Delfassy noted that TI is committed to driving down handset costs with its "LoCosto" family of single-chip mobile phone solutions, which will accelerate wireless penetration in emerging high-volume markets like India. Low-cost handsets based on TI's "LoCosto" platform are expected on the market in India later this year.
Delfassy also addressed live broadcast TV on the mobile phone, a technology which is stirring interest in India, and the importance of open industry standards such as DVB-H to drive adoption of mobile DTV. DVB-H technology is an open industry standard that has become the predominant technology used to deploy mobile TV services around the world. More than 100 companies are developing or deploying services, components and devices based on DVB-H, and more than 300 million users have access to DVB-H.
"Like GSM technology, DVB-H has a competitive environment, which fosters lower costs and spurs innovation. It's no longer difficult to imagine watching a cricket game or a 'Bollywood' movie anywhere, anytime, right on your mobile phone - that vision is now a reality," said Delfassy.
Closing his remarks, Delfassy reiterated TI's commitment to India and continued support of open standards.
"TI has long believed India offers huge potential - as a market, as an innovator, and as a global provider of mobile phone technology and services. It is this belief that led us to build a development center in Bangalore over 20 years ago and to expand our presence with a new research and development center in Chennai. TI remains committed to providing products and services that open up the possibilities for mobile technology in India and that help operators and manufacturers here be successful. And we are determined to do all we can to help India realize its vision of 500 million mobile phone users within the next four years," Delfassy concluded.

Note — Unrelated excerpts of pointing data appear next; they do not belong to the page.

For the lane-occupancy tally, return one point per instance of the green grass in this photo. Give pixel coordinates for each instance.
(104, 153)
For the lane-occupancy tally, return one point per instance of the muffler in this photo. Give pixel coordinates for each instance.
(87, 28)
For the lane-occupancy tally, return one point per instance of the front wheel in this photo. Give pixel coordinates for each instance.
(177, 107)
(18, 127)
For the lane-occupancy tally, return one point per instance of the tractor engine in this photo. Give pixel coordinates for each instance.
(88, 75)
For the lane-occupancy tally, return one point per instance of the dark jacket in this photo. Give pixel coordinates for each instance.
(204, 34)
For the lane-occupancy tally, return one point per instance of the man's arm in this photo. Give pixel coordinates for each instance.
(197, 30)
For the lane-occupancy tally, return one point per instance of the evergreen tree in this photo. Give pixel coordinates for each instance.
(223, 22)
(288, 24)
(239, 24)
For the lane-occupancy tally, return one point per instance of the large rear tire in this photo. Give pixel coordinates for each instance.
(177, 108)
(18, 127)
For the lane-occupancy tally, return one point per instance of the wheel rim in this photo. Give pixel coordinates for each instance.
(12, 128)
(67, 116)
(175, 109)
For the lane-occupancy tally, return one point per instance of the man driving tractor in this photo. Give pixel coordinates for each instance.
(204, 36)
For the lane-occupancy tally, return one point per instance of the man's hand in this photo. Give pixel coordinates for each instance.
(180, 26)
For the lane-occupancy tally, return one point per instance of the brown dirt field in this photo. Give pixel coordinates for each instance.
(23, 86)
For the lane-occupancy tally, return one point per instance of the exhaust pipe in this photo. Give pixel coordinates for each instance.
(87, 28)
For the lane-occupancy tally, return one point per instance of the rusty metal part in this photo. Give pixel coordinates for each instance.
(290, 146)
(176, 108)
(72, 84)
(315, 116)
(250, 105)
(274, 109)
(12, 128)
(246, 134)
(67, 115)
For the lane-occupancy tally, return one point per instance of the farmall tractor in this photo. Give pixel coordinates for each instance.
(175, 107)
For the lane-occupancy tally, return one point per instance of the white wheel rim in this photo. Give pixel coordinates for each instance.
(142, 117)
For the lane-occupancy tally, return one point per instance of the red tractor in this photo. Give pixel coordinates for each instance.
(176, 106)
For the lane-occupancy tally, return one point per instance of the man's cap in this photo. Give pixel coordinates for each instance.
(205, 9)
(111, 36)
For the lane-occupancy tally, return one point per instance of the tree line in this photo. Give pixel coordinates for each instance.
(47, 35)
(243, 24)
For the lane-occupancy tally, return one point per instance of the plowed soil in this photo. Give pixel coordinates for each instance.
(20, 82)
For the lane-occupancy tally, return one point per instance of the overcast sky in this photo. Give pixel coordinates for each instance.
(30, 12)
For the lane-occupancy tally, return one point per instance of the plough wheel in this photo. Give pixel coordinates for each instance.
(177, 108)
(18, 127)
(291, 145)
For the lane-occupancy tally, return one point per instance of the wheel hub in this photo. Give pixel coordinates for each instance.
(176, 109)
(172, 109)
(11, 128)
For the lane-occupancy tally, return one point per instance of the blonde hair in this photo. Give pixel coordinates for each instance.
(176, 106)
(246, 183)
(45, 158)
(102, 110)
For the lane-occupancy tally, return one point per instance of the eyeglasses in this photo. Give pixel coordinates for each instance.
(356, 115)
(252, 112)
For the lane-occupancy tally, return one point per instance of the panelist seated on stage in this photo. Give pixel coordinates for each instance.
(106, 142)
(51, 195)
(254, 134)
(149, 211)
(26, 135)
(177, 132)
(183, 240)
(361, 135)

Also providing his views on the benefits of GSM technology was T.V. Ramachandran, Director General of India's Cellular Operators Association.
"GSM continues to be the predominant driver of mobile growth, both internationally as well as in India. This standard is growing from strength to strength having recently crossed 2 billion subscribers worldwide," said Mr.Ramachandran. "GSM's global predominance is due to its several advantages which include open standards, interoperability, economies of scale, seamless global roaming, widespread prepaid solutions, rich and versatile value-added services. This standard is committed to bringing the benefits of connectivity to the common man and also fulfilling their aspirations for feature rich services that are available on the GSM platform. The single-chip solution by Texas Instruments is another important innovation that will further improve the affordability of the service and drive access."